Phoebe Joplin has never questioned the world her parents built: a secluded community where she and her friends were raised to be smarter, stronger, and better than anyone else. No distractions. No dangers. No secrets. Until the night of their graduation.

When one of them dies under impossible circumstances, Phee starts to pull at the edges of her perfect life—and what she finds is something far more terrifying than she ever imagined.

Because this place isn’t a sanctuary. It’s a cage. And no one who discovers the truth ever leaves it alive.

Collin Kelly & Jackson Lanzing (Batman – One Bad Day: Clayface, Star Trek: The Last Starship) co-write the upcoming IDW Dark horror comic, featuring art by Heather Vaughan.

Jackson Lanzing said in a statement to Bloody Disgusting, “You’ll Never Leave This Place Alive is in many ways a spiritual successor to our last creator-owned horror, The Principles of Necromancy – a dive into the promise and consequence of playing god with the blood of innocents. But the Hivemind book this reminds me of most is Clayface: One Bad Day. This is a deeply human story with intensely raw emotions – five best friends and their five mysterious parents, tearing one another apart for the promise of some impossible glory that’s waiting just beyond their darkest actions. We’re thrilled to be bringing this story to life with our long-time partner in crime, editor Heather Antos, at IDW Dark – and we’re particularly excited to give our Clayface fans a new, brutal and emotional horror made just for them.”

Adds Collin Kelly, “We’re deconstructing a feeling that seems universal these days; our elders have a death grip on their power, without any intention of giving it up to the generations that come next. YNLTPA is about growing up with the limitless potential of the future… and realizing how much it’s a lie we’ve been fed to keep us under the yoke of the past.

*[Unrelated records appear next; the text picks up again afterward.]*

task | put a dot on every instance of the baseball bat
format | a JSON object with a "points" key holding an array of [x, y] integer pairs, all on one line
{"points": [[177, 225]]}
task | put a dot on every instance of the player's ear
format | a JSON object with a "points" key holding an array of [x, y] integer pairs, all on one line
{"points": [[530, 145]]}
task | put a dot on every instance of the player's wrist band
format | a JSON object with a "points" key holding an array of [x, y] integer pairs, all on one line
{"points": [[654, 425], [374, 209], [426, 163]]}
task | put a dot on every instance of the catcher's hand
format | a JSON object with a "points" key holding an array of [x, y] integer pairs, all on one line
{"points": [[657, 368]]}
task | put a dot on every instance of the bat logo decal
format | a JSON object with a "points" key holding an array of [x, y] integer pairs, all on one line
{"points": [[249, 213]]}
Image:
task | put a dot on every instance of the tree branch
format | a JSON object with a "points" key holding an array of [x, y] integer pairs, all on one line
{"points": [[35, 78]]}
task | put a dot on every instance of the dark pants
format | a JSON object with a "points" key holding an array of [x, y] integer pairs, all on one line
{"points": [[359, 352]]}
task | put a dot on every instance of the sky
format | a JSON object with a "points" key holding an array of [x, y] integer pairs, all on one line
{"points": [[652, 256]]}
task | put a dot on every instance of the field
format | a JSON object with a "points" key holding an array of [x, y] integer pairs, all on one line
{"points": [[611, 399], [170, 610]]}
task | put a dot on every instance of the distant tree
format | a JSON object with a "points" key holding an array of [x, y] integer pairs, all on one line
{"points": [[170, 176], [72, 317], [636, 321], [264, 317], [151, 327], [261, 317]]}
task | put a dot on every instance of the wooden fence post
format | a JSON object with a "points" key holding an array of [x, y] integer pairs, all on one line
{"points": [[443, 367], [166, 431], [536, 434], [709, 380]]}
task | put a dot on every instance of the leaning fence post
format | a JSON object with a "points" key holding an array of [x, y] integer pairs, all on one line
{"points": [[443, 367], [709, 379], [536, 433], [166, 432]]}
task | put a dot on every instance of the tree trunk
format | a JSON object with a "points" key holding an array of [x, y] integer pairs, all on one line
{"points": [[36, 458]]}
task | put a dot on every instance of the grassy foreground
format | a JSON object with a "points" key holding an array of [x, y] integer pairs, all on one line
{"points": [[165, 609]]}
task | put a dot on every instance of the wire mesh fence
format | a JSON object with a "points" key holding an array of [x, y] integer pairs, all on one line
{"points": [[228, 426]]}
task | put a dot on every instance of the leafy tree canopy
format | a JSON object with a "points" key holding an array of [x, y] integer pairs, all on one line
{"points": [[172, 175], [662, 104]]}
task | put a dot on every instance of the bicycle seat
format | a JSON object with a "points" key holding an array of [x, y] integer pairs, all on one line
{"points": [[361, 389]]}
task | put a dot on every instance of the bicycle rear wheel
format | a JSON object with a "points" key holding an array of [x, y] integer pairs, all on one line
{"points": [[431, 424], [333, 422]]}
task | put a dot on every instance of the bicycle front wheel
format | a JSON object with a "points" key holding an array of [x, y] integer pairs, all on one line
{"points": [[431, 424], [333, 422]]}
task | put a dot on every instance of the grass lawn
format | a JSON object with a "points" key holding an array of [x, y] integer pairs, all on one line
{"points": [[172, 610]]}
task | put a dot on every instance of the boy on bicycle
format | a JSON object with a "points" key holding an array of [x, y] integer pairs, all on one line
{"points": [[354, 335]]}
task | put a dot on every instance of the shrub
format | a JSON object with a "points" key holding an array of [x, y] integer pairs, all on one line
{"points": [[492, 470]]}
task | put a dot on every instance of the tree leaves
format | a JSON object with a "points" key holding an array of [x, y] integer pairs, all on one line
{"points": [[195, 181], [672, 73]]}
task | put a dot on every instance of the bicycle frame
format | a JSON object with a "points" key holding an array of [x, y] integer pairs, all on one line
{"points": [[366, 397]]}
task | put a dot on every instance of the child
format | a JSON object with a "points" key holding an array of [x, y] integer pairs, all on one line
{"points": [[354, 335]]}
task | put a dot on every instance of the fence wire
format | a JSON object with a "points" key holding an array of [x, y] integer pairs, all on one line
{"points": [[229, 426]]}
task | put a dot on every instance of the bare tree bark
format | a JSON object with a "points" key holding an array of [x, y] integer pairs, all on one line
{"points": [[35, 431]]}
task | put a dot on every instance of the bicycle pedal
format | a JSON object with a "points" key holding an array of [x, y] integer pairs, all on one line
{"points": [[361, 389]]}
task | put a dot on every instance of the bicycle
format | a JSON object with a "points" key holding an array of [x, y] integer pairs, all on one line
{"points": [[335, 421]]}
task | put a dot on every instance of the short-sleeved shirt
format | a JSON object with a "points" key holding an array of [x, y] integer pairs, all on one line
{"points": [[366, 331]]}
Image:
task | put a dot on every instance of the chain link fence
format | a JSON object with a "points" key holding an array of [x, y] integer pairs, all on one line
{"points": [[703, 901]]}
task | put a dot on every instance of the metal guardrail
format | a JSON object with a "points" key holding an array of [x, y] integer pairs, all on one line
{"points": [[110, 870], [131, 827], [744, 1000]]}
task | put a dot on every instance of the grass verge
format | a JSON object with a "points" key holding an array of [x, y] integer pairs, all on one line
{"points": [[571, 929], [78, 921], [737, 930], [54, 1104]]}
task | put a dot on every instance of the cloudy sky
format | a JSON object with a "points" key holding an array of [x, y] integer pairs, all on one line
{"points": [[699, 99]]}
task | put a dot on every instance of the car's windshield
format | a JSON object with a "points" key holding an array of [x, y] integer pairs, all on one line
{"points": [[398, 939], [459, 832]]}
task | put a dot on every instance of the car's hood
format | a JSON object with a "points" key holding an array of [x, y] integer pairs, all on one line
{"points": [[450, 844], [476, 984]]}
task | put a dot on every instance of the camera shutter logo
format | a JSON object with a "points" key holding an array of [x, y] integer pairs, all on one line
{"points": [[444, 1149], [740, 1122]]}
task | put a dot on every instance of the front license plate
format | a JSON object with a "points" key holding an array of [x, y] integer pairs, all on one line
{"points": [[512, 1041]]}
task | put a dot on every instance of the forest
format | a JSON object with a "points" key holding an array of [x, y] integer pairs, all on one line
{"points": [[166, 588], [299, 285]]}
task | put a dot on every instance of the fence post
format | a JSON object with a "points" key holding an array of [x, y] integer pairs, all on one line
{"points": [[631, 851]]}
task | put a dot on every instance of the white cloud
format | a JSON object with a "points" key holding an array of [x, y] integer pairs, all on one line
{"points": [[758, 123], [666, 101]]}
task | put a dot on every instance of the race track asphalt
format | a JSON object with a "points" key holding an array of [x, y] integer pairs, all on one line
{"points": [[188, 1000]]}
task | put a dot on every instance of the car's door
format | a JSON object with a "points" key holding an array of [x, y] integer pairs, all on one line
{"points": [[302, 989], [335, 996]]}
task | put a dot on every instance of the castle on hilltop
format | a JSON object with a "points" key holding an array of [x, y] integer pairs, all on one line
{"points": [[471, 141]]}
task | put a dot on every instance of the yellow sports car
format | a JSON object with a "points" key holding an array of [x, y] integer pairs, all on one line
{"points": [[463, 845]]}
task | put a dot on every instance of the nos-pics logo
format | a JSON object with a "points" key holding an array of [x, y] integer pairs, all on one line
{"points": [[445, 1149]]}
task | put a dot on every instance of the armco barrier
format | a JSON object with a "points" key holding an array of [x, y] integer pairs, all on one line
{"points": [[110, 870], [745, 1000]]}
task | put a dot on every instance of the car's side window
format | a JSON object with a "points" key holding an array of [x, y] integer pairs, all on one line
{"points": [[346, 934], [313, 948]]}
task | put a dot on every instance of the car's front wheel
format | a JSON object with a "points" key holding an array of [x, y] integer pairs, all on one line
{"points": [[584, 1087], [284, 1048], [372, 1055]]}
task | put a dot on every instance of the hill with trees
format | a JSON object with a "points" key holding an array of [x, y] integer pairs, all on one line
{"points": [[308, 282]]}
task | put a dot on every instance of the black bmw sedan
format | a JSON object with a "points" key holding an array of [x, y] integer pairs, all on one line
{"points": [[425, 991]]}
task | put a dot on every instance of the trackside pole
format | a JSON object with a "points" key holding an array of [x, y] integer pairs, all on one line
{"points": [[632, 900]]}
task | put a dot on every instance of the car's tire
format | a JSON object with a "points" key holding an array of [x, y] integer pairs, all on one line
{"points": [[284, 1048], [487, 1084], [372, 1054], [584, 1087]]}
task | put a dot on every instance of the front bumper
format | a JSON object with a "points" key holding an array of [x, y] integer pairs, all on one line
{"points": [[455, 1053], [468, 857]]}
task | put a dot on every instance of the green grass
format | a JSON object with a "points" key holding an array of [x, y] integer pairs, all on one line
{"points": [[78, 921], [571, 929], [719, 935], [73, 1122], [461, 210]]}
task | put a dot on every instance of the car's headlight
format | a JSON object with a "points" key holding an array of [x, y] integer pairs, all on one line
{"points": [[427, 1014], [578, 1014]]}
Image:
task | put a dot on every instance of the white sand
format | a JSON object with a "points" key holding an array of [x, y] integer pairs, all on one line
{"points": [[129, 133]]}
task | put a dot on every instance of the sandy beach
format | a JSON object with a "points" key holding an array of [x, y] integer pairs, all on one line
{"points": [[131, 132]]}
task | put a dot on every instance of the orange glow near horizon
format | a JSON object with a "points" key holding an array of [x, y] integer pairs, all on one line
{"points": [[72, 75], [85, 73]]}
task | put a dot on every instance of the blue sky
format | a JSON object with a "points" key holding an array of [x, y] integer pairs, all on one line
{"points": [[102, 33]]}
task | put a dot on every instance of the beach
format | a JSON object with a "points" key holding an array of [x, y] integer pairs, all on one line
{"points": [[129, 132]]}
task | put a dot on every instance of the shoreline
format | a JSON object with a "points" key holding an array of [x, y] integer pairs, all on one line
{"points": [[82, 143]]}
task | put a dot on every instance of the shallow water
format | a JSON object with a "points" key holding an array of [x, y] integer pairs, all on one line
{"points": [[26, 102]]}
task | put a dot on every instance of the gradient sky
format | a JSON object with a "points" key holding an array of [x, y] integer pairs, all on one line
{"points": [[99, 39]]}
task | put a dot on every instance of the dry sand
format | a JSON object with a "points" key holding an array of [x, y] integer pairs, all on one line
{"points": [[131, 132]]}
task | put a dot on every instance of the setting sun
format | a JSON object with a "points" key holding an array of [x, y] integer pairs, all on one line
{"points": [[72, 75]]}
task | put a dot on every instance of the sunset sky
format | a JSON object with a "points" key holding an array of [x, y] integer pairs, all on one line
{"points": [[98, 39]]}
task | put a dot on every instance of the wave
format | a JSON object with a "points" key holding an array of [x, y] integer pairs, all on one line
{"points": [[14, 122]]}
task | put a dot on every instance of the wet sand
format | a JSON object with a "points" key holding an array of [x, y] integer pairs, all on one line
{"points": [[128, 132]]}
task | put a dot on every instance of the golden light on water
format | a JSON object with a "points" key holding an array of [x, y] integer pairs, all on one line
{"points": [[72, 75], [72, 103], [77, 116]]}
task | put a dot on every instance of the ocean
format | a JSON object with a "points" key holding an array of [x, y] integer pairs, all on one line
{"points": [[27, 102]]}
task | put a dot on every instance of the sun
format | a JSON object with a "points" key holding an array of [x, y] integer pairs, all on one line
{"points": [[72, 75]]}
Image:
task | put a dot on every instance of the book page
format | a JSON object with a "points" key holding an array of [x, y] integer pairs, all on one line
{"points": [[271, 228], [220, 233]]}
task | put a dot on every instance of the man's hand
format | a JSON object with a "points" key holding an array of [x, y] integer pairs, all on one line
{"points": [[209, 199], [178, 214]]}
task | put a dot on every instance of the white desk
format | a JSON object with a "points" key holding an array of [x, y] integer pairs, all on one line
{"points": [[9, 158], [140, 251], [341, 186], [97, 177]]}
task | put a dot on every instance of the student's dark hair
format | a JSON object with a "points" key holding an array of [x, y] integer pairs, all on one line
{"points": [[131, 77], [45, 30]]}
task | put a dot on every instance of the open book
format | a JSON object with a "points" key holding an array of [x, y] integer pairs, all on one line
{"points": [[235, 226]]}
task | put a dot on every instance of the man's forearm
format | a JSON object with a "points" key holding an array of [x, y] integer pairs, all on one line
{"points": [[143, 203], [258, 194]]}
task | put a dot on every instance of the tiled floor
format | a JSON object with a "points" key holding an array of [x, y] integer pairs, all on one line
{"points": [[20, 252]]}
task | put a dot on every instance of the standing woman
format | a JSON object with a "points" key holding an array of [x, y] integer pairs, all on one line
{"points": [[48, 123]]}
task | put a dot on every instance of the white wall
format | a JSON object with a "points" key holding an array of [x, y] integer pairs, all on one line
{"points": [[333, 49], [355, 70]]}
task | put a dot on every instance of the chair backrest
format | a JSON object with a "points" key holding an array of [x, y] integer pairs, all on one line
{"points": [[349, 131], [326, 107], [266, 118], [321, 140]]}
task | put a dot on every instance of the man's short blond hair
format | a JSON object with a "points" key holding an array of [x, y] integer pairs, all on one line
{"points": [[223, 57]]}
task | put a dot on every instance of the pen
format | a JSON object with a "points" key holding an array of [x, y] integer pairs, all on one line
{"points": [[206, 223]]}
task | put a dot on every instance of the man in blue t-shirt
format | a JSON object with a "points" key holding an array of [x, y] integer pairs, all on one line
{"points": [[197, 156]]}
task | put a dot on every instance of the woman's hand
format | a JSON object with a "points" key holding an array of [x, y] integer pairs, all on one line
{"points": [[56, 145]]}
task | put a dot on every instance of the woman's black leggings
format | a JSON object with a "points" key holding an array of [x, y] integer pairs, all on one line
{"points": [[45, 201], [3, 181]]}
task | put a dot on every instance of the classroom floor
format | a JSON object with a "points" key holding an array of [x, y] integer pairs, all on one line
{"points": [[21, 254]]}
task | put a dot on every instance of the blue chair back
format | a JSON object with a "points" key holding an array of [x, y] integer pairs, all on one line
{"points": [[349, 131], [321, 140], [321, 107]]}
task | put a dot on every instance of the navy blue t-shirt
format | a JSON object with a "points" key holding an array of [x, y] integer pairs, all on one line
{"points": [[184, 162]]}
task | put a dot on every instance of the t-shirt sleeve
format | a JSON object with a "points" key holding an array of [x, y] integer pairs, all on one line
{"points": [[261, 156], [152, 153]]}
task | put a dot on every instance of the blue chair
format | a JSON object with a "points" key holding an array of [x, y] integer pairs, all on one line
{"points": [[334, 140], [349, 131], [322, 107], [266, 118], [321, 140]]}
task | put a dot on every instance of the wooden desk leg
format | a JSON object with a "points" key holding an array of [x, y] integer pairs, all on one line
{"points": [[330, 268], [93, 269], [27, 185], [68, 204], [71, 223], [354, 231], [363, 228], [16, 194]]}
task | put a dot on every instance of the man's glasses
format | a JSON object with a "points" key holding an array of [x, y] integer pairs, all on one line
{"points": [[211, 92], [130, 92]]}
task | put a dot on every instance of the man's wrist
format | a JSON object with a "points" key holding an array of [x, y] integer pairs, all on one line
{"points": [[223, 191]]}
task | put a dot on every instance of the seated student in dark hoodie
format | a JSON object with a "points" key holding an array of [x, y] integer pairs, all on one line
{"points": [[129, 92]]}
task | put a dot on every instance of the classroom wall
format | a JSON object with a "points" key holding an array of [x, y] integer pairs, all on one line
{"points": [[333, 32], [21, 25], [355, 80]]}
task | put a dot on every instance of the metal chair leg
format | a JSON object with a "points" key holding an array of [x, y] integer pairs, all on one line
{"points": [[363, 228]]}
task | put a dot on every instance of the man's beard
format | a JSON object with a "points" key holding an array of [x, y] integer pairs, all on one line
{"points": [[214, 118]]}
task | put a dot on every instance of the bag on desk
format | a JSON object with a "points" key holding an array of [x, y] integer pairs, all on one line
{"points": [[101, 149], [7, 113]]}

Bringing this brutal experience to life is our artist and co-creator, Heather Vaughan, who brings an incredible amount of humanity to our cast. But it’s in our youthful leads that Heather’s art really shines – you are going to fall in love with these young people, even as they go through the worst experience of their lives. What we’ve all crafted together is going to be tragic, painful, but above all else, sincere – with a future so uncertain, there’s only one thing we can trust: you’ll never leave this place alive.”

“Some horror stories are about monsters in the dark. YNLTPA is about realizing the monsters raised you,” previews Senior Group Editor Heather Antos. “Working with Jackson Lanzing and Collin Kelly on this series has been a dream in the darkest possible way. They’ve built a story that’s layered, brutal, and deeply emotional, and every issue gives artist Heather Vaughan opportunities to push the art into places that feel both haunting and deeply personal. Some horror comics will keep you up at night…this is one that will stick with you for years to come.”

The first issue of You’ll Never Leave This Place Alive goes on sale October 14, 2026! Make sure to pre-order at your local comic shop by September to guarantee a copy.

Exclusively check out the various covers for Issue #1 down below.

IDW Publishing’s horror imprint IDW DARK features comics like A Quiet Place: Storm Warning, Smile: For the Camera, The Exorcism at 1600 Penn, Beneath The Trees Where Nobody Sees, The Twilight Zone, Event Horizon: Dark Descent & Event Horizon: Inferno, and more.